The voice talent is more than up to the challenge. Haruko is voiced by Mayumi Shintani, and she doesn’t seem to be influenced directly by other anime. Shintani takes what could have been a boring “tough girl” and inflects her with a nasal, knowing, and careless performance (in a positive sense). Jun Muzuki is up to the task too, milking the sullenness of Naota, and he keeps Naota from being annoying.
This is key to the show’s success. FLCL has every chance to be annoying. It’s like an advanced stage of Excel Saga (the anime parody), but the parodies are subtle. And Excel Saga, funny as it is, can be very, very annoying. FLCL joins narrative and humor. The jokes aren’t an adjunct to the action – they move it forward. They are the motivation.
FLCL is not just funny or inventive, but satisfying. There’s a “there” there. A theme develops, and if you don’t get it the first time, each viewing makes it apparent. There’s a reward for paying close attention, a bigger reward than being able to get a few jokes or references.
Listen to the soundtrack. Almost all of it is by The Pillows, a Japanese alt-rock band. Since none of it was created for the show, it creates a unique atmosphere. Made independent of the show, the music is a counterpoint, a commentary. It’s not a slave to the image. Certain tracks are used as motifs, and they help the show to cohere from ingredients that, by all rights, should have made for a mess.
That is, finally, the wonder of FLCL: how these generic elements (big robots, snotty kids, robot maids, alien invasions, and government conspiracies) add up to a great show. It should be what justifies anime hatred. Instead, it’s transcendant. If you don’t like it, it’s because you missed something.

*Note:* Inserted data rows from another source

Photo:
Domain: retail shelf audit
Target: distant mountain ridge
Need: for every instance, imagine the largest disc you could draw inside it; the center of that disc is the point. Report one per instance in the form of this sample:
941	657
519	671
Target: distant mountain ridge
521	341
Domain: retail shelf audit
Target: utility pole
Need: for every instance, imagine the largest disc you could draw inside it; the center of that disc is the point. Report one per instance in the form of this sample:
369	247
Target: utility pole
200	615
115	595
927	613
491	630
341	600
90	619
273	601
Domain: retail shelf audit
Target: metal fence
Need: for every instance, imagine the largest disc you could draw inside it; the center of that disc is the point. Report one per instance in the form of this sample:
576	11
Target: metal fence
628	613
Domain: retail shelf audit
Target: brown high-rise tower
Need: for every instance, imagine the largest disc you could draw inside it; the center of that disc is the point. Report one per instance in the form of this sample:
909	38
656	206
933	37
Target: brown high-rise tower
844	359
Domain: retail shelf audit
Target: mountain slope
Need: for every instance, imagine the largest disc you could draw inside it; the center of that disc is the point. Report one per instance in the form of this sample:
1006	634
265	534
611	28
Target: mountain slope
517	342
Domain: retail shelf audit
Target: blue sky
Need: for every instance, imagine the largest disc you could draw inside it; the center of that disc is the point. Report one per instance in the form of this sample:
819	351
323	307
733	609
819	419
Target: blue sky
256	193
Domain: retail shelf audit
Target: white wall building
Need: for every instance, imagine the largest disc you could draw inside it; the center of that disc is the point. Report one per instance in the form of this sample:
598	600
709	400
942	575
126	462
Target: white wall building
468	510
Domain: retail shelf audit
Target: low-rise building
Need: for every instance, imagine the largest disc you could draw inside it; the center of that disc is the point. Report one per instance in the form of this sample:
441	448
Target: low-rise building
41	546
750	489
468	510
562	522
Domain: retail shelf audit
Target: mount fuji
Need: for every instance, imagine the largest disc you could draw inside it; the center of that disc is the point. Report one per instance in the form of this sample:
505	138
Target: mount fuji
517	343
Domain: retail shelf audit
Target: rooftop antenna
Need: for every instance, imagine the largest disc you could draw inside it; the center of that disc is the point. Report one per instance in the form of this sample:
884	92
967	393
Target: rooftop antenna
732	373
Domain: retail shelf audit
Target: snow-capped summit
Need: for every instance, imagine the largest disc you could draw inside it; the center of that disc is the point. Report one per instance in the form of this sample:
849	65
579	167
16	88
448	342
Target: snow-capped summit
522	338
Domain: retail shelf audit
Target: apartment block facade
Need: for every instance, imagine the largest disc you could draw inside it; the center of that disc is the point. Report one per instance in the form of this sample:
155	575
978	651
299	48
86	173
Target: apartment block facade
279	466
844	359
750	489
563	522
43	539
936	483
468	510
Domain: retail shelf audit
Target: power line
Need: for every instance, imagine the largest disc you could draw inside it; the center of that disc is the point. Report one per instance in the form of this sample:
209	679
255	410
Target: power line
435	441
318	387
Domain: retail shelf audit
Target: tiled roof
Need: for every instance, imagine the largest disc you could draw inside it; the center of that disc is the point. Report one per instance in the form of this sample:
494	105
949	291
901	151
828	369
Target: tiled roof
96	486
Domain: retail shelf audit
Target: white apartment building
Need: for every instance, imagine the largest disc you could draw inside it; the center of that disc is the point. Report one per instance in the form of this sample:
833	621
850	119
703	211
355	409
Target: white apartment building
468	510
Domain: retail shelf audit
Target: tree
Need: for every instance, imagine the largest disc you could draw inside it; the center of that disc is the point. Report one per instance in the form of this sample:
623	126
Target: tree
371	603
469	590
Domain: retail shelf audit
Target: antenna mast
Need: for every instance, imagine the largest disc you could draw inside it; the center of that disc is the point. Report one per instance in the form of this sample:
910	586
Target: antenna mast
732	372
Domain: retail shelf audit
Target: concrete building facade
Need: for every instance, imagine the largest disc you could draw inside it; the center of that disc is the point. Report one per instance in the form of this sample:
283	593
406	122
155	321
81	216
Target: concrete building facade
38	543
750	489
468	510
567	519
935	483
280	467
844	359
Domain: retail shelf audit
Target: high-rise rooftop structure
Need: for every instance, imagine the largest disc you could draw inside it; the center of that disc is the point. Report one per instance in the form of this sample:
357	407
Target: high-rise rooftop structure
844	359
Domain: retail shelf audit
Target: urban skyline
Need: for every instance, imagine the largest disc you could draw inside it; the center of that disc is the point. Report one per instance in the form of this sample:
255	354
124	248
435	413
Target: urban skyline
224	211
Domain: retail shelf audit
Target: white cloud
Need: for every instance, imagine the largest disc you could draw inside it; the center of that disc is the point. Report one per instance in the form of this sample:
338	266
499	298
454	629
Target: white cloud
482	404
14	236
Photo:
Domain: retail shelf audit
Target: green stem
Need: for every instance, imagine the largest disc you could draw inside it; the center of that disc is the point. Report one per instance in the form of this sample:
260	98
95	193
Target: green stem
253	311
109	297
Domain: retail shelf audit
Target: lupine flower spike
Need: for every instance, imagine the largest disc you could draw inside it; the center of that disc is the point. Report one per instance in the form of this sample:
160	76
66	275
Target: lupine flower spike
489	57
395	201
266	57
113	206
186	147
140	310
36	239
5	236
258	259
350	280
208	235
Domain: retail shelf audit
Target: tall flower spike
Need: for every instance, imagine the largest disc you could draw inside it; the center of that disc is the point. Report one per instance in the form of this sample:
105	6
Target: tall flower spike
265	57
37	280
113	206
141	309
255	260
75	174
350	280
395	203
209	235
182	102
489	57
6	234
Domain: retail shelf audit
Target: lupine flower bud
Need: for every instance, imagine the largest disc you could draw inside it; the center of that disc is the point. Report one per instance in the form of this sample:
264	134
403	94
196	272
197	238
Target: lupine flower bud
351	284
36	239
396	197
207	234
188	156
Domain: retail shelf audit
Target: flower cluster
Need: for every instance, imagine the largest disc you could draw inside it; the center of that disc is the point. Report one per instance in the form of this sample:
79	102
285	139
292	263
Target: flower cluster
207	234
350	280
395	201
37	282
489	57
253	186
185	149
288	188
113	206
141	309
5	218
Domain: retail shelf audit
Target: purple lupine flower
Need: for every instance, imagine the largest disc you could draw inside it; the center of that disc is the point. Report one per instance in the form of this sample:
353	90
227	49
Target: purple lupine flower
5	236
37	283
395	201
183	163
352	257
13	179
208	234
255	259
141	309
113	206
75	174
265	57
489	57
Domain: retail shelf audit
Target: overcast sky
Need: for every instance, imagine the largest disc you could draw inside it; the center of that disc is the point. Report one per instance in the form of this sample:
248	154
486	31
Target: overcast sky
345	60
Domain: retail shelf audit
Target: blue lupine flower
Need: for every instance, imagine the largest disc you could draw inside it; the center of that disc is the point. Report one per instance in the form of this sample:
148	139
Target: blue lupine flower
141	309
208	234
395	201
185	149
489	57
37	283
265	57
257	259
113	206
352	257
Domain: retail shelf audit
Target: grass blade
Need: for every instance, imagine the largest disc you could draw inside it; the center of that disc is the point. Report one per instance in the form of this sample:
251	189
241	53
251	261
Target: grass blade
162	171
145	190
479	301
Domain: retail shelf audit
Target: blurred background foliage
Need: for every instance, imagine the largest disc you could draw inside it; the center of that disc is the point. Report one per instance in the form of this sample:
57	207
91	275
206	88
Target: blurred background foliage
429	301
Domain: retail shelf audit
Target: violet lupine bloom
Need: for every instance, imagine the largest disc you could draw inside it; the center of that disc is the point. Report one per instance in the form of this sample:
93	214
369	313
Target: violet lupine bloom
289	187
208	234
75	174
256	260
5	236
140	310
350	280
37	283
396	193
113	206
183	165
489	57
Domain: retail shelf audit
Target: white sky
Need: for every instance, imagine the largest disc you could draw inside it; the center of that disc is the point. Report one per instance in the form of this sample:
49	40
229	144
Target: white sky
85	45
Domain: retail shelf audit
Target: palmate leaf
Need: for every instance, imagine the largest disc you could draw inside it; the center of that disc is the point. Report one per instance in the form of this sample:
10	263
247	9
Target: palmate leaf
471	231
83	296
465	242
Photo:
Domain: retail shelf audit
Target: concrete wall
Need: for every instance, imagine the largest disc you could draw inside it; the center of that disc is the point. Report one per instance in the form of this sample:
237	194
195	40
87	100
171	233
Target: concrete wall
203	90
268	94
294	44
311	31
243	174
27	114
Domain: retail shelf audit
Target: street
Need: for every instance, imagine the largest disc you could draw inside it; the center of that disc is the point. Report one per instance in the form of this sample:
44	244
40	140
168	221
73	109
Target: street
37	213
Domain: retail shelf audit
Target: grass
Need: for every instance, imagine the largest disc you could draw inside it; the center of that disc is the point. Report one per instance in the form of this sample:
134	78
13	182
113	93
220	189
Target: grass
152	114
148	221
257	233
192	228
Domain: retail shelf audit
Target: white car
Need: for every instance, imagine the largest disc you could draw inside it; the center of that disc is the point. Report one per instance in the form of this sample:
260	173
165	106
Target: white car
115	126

1This is true of His And Her Circumstances, which had so many budget shortfalls that 1.5 episodes were clipshow recaps (redundant since most of the episodes had recaps at the beginning, almost all of them with the same narration). It re-used tons of animation, it used live-action camera tricks (moving cutouts of characters on Popsicle sticks), and it was generally annoying for the second half of the series.